Market outlook: "Easing trading" faces repetitions. For the market,The direction of the Fed's interest rate cuts during the year remains clearThe recent game point is still at the first rate cut node and the annual rate cut. We tend to think,At present, the market is still a bit "front-running" in the expectation of interest rate cuts, especially for the judgment of the magnitude of interest rate cuts throughout the year.
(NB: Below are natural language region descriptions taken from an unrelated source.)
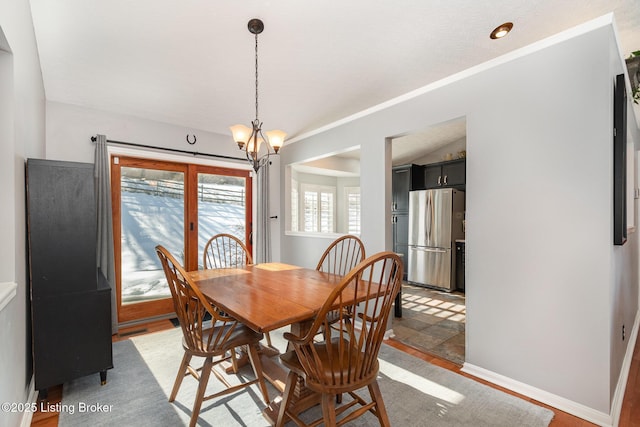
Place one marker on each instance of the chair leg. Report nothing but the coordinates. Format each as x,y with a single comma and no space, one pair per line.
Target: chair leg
202,387
328,409
376,396
268,338
182,371
254,357
289,388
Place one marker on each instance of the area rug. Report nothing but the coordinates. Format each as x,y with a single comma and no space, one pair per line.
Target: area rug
415,392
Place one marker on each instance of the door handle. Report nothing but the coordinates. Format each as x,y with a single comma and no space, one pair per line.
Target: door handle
436,250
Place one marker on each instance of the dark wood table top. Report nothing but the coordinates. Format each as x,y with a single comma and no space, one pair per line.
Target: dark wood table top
267,296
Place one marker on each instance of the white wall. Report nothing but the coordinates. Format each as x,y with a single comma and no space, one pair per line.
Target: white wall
21,136
540,262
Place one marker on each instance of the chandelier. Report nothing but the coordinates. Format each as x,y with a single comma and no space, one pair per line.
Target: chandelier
250,139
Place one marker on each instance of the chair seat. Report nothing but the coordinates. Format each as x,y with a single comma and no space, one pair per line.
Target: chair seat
241,335
332,374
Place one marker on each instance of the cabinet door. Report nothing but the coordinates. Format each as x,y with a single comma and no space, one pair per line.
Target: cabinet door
453,174
433,176
400,185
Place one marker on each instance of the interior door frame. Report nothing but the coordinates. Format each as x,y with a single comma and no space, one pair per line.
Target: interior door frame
164,307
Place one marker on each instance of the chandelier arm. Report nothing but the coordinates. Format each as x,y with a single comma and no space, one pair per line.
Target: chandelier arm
256,138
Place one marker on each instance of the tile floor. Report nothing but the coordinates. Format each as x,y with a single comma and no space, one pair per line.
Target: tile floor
432,321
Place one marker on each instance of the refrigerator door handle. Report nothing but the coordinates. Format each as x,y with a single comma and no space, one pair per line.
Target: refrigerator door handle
421,249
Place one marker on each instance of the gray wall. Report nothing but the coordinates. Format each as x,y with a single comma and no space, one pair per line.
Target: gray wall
21,136
547,292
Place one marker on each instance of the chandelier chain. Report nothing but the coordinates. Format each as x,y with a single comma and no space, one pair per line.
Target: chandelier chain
256,77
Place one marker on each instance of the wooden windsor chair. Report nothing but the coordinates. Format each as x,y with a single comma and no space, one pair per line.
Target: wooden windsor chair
227,251
347,360
214,342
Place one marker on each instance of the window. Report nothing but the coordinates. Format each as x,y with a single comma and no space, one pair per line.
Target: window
317,208
352,202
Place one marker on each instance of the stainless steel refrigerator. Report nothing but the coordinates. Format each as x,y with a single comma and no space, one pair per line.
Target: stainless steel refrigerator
435,223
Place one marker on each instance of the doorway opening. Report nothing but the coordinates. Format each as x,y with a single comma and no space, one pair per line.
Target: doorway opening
431,161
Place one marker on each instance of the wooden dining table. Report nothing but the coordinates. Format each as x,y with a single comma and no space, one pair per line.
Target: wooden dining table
266,297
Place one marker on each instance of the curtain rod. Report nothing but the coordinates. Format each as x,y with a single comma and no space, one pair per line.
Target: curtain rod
195,153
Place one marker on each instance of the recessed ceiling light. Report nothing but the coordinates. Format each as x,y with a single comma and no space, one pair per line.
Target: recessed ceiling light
501,30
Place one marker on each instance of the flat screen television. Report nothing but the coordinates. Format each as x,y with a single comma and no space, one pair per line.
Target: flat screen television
619,161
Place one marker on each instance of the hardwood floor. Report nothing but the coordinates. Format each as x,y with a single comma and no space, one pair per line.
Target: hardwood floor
630,415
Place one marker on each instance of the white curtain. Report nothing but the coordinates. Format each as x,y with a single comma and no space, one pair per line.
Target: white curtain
105,257
263,229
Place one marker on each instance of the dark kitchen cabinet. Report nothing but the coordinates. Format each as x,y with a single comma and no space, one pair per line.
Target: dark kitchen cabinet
446,174
404,179
70,300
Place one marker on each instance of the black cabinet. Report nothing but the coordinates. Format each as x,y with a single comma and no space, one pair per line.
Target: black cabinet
446,174
404,179
70,300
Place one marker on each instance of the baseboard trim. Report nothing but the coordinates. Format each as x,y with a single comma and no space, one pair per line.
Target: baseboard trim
27,416
561,403
621,387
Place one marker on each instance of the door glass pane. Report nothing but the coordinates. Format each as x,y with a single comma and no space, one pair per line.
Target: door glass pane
221,208
152,209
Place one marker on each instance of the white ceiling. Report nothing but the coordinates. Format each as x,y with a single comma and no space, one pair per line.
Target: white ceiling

The direction of the subsequent expected revision may be that the Fed will reduce the number of interest rate cuts from 5-6 to about 3 throughout the year.

Against this backdrop, the market's "easing trade" may go through some iteration, but it will not be a "tightening trade". If the subsequent rate cut expectations are revised, the 10-year Treasury yield is expected to be around 4%**; The U.S. dollar index remains relatively stable, but it is also dependent on non-U.S. economic and policy changes, especially whether the BOJ will further signal the exit of negative interest rates; The valuation environment for U.S. stocks is relatively stable, but the 10-year Treasury interest rate of around 4% means that the risk premium of the S&P 500 index is close to zero, and the performance of U.S. stocks as a whole will be more profit-driven.

Risk Warning:The economic and financial risks of the United States exceeded expectations, the stability of the global chain was less than expected, and the political outlook of the United States was uncertain.